The crinoline, or the hoop skirt, was a form of petticoat that became popular among the wealthy in the 19th century. Victorian women were obsessed with the appearance of a tiny waist, and one way to achieve this was to make a skirt look like an inflated balloon. Crinolines evolved from earlier fashion trends, namely the verdugada or farthingale of Spanish fame and the French panniers, or side hoops, worn throughout the 18th century. The farthingale extended the circumference of the skirt around the waist of the wearer, which made the skirt fall straight down around the structure of the farthingale. Panniers were structurally similar to crinolines, except that they only made the skirt wider around the sides and kept the front and back flat.

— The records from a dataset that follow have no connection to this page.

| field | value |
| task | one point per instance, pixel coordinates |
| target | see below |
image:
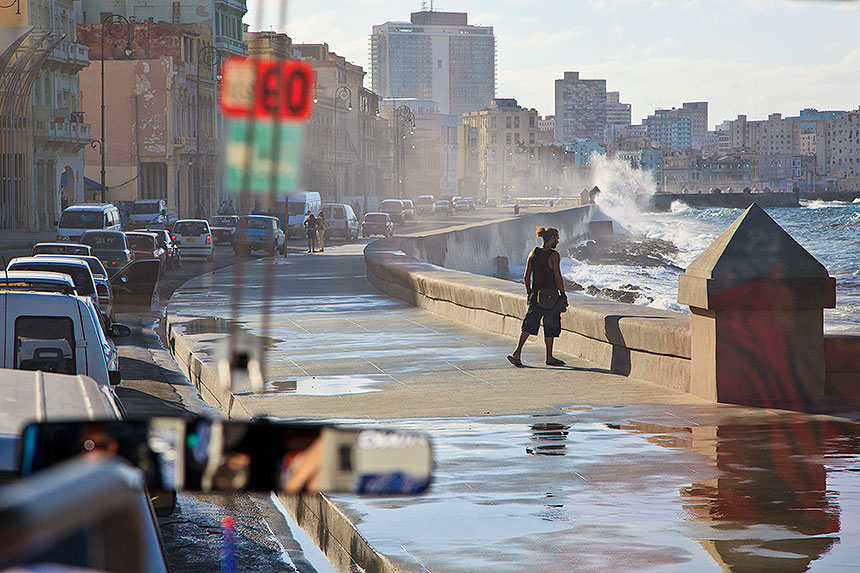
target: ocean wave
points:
(679, 207)
(817, 204)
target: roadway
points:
(554, 469)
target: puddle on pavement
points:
(321, 386)
(606, 488)
(215, 325)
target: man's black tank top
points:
(542, 275)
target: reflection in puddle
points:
(549, 439)
(215, 325)
(597, 490)
(321, 386)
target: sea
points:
(830, 231)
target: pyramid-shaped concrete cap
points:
(755, 247)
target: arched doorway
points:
(68, 188)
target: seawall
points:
(432, 272)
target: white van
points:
(298, 205)
(340, 221)
(84, 217)
(148, 213)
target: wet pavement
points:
(551, 469)
(633, 488)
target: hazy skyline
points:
(754, 57)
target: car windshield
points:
(140, 242)
(190, 228)
(82, 220)
(102, 241)
(145, 208)
(81, 276)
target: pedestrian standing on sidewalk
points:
(321, 230)
(546, 297)
(311, 226)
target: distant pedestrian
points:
(321, 231)
(311, 226)
(546, 297)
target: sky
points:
(752, 57)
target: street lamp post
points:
(341, 94)
(209, 56)
(405, 117)
(115, 26)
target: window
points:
(45, 343)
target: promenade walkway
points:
(540, 468)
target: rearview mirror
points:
(214, 455)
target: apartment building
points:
(436, 56)
(507, 136)
(165, 146)
(44, 130)
(580, 109)
(347, 144)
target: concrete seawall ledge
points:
(641, 342)
(636, 341)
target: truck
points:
(297, 206)
(150, 213)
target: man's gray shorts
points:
(551, 319)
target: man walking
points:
(546, 297)
(321, 230)
(311, 227)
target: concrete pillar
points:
(756, 302)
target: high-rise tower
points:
(435, 56)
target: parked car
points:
(37, 281)
(341, 221)
(166, 242)
(424, 205)
(110, 247)
(460, 204)
(100, 276)
(194, 238)
(443, 206)
(77, 269)
(78, 219)
(223, 228)
(57, 333)
(61, 249)
(145, 246)
(408, 210)
(394, 208)
(259, 232)
(377, 224)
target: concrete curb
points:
(337, 537)
(318, 516)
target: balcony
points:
(73, 57)
(231, 46)
(60, 126)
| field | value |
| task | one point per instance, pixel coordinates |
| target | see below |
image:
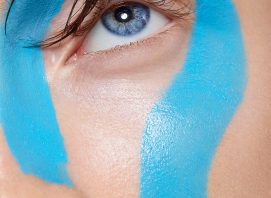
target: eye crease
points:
(124, 25)
(83, 17)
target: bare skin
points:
(111, 141)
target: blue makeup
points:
(27, 113)
(185, 127)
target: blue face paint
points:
(185, 127)
(27, 114)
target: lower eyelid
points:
(155, 41)
(80, 53)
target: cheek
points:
(102, 115)
(185, 127)
(27, 113)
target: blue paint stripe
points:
(27, 113)
(185, 127)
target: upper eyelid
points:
(174, 8)
(184, 10)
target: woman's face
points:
(154, 99)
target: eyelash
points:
(96, 8)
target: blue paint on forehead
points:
(185, 127)
(27, 113)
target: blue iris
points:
(127, 20)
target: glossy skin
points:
(94, 107)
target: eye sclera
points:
(109, 32)
(184, 15)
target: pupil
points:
(123, 14)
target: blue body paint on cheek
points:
(185, 127)
(27, 113)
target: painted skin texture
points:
(26, 106)
(203, 96)
(185, 127)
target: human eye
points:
(122, 25)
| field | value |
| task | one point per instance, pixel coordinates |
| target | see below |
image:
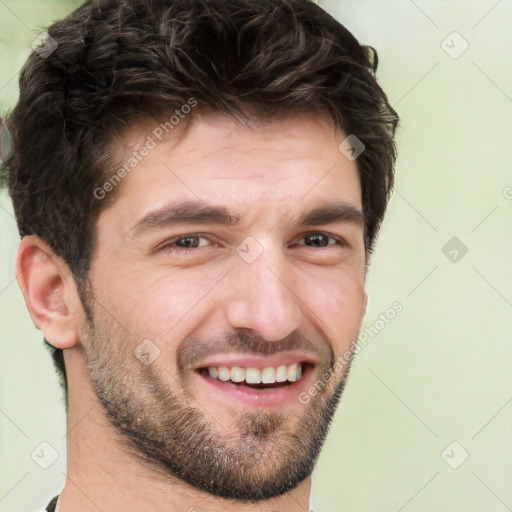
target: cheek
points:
(161, 303)
(339, 302)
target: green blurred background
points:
(425, 421)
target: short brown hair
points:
(115, 59)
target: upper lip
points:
(253, 361)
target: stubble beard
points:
(169, 433)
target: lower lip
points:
(271, 397)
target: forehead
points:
(211, 155)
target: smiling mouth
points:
(257, 378)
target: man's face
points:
(178, 305)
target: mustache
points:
(195, 349)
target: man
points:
(198, 185)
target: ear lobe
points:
(49, 291)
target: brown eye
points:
(321, 240)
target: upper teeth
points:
(268, 375)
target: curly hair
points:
(115, 59)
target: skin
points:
(291, 292)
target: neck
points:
(103, 474)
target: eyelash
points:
(170, 247)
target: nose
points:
(264, 298)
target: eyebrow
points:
(199, 213)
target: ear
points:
(50, 292)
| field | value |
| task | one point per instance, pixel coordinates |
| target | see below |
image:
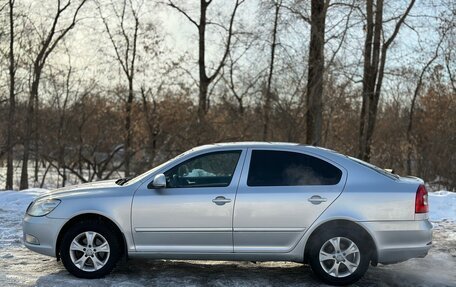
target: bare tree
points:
(125, 48)
(314, 105)
(12, 101)
(46, 46)
(268, 93)
(375, 51)
(204, 79)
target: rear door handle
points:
(316, 199)
(221, 200)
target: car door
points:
(193, 213)
(281, 193)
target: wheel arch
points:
(327, 225)
(90, 217)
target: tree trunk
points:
(128, 135)
(314, 97)
(12, 103)
(371, 73)
(374, 65)
(203, 78)
(268, 94)
(29, 129)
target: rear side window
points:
(282, 168)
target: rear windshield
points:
(375, 168)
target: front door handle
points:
(221, 200)
(316, 199)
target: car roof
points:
(263, 144)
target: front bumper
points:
(40, 233)
(399, 241)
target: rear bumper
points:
(398, 241)
(40, 233)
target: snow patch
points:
(12, 208)
(442, 206)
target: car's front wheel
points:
(90, 249)
(339, 257)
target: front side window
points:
(282, 168)
(209, 170)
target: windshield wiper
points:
(122, 181)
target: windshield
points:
(147, 173)
(375, 168)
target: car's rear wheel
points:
(90, 249)
(339, 257)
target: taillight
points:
(421, 200)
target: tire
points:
(339, 266)
(90, 249)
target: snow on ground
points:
(12, 208)
(21, 267)
(442, 205)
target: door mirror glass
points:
(159, 181)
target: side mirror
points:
(158, 182)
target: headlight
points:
(42, 207)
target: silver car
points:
(239, 201)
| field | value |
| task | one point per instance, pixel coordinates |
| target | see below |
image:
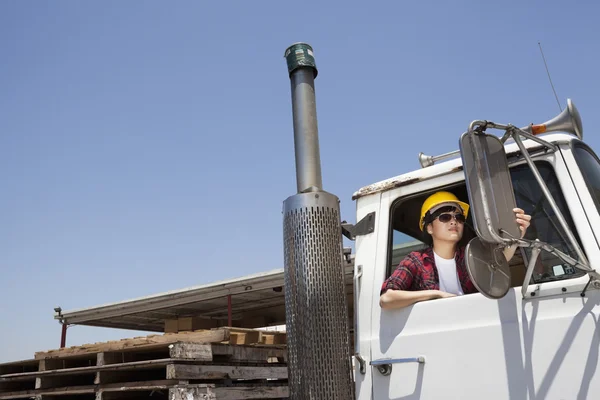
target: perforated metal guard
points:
(315, 299)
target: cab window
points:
(590, 169)
(405, 235)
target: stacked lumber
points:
(223, 363)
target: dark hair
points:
(429, 218)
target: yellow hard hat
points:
(438, 200)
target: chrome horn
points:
(568, 121)
(428, 161)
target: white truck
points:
(531, 332)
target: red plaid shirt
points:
(417, 271)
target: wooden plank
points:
(248, 354)
(81, 390)
(191, 351)
(83, 370)
(14, 367)
(190, 372)
(208, 392)
(278, 338)
(209, 336)
(241, 336)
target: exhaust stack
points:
(319, 363)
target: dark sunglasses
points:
(447, 217)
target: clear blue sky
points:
(148, 146)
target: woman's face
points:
(450, 231)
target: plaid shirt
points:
(417, 271)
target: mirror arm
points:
(535, 252)
(514, 131)
(561, 219)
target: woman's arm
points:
(402, 298)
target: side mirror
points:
(489, 186)
(487, 268)
(492, 200)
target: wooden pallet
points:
(225, 335)
(137, 370)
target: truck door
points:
(543, 346)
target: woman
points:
(439, 271)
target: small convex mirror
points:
(488, 268)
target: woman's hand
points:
(523, 220)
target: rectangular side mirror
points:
(489, 186)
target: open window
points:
(405, 235)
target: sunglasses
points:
(447, 217)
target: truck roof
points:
(450, 166)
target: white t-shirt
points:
(448, 277)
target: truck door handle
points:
(384, 365)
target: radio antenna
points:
(550, 79)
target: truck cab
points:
(541, 341)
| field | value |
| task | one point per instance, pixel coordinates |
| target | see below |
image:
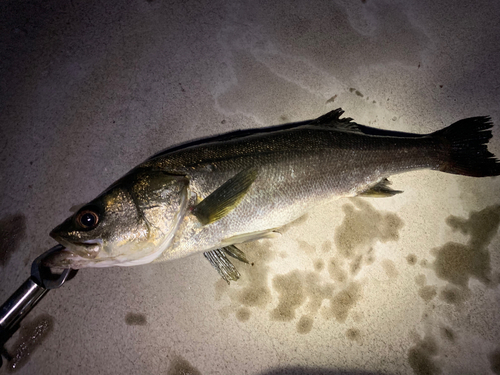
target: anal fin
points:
(218, 259)
(380, 190)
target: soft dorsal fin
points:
(380, 190)
(224, 199)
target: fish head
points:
(131, 223)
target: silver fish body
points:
(242, 186)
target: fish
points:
(209, 195)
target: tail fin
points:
(466, 141)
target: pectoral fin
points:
(218, 260)
(225, 198)
(380, 190)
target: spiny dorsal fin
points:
(225, 198)
(332, 120)
(380, 190)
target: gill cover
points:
(131, 223)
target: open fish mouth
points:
(64, 259)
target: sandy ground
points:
(402, 285)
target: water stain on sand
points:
(422, 357)
(179, 366)
(458, 263)
(301, 296)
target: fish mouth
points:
(75, 255)
(64, 259)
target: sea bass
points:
(206, 196)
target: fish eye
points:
(87, 219)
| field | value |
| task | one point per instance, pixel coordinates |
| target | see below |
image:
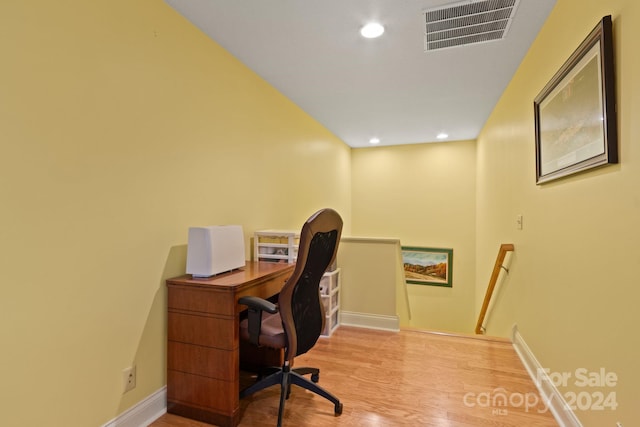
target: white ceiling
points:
(312, 52)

fashion history crinoline cage
A crinoline from 1860, via The Metropolitan Museum of Art, New York


Crinolines were initially made of stiff horsehair but eventually were made of thin steel or whalebone to relieve some of the weight and thickness of the traditional petticoat. The larger the crinoline, the more wealth a woman was assumed to have, thus making crinolines impossibly large and seemingly difficult to navigate. Women in the Victorian era had trouble passing through doorways, and gendered chairs came into fashion due to women’s wide skirts. Men’s chairs had arms, and women’s chairs did not because their skirts could not fit between them.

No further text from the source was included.